Monday, August 31, 2009

Chile Rellenos con Velia

A guest named Velia left the house yesterday to stay with a friend; we will miss her for many reasons, one of which being her exquisite cooking. Before she left, she taught me how to make one of her favorite things…Chile Rellenos. Below is the recipe from my memory, in vague quantities as if you were making them for the 50 people Annunciation House. ENJOY!

Chile Rellenos (stuffed peppers):

One dozen eggs
Half a big block of cheese
A few onions
A handful of salt
50 Poblano peppers, or green anaheims
A lot of oil
A big bowl of flour

First take the peppers and cook them directly over the flame on the stove until they become softer and have a burnt outside look.
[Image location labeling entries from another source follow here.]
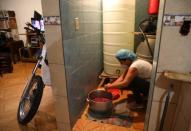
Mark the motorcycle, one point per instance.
(33, 91)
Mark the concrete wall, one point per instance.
(82, 50)
(24, 10)
(172, 53)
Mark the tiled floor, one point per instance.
(83, 124)
(11, 87)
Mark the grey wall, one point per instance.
(141, 12)
(172, 52)
(82, 50)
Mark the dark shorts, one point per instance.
(140, 89)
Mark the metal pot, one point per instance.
(100, 107)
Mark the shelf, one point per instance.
(185, 77)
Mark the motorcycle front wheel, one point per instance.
(30, 101)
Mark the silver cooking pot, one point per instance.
(100, 107)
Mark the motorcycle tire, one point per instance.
(33, 97)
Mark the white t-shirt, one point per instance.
(144, 68)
I couldn’t do this properly without burning my fingers, but I wish you luck.

Take each pepper once it is cooked over the stove, and scrape off all of the black burnt parts that you would not want to eat. This step is messy and time consuming. I suggest music and a trash can nearby.

Once the peppers are cleaned of the burnt parts, dig your finger into any part of the pepper and make a small (1/2-3/4 of the pepper) vertical incision. Then clear out the seeds from each pepper.

Now the peppers are ready to be stuffed.

Shred the cheese and chop the onions finely. Mix the cheese and onions together in a bowl.

Now the stuff is ready for the pepper. Make the following assembly line…

From left to right: Peppers, cheese/onion mix, bowl of flour, empty platter or plate.

Take the pepper, fill it with the cheese/onion mix, fold one side of the slice over the other to hold in the cheese, roll it in the flour trying to cover it all, and place it on the platter.

Now, the stuffed peppers are ready to be dipped in batter and fried.

To make the batter, separate twelve egg whites and mix them in a bowl until you can hold the bowl upside down and they won’t fall out. Of course this is much easier if you have some sort of electric mixer. Then, add the yokes to the mixture, a small handful of salt, and mix well.

Heat up a good amount of oil in a pan, take each pepper by the stem, dip it into the batter trying to get as much on as you can, and place it in the oil filled pan. Quickly splash the oil onto the stuffed pepper in order to cook all sides. Flip as necessary. Once each pepper is golden brown, it is complete!

When Velia and I made these I made a small error. I had put leftover peppers, completely unprepared, next to the prepared peppers ready to be fried. In the excitement of the frying process, I by accidentally grabbed an unprepared pepper, dipped it in the batter, and tossed it in the pan. It was until a guest spit it out on his plate, and loudly proclaimed, “there’s nothing in here but seeds,” that I discovered the error. C’est la vie!

Raul is waiting for his Chile Relleno!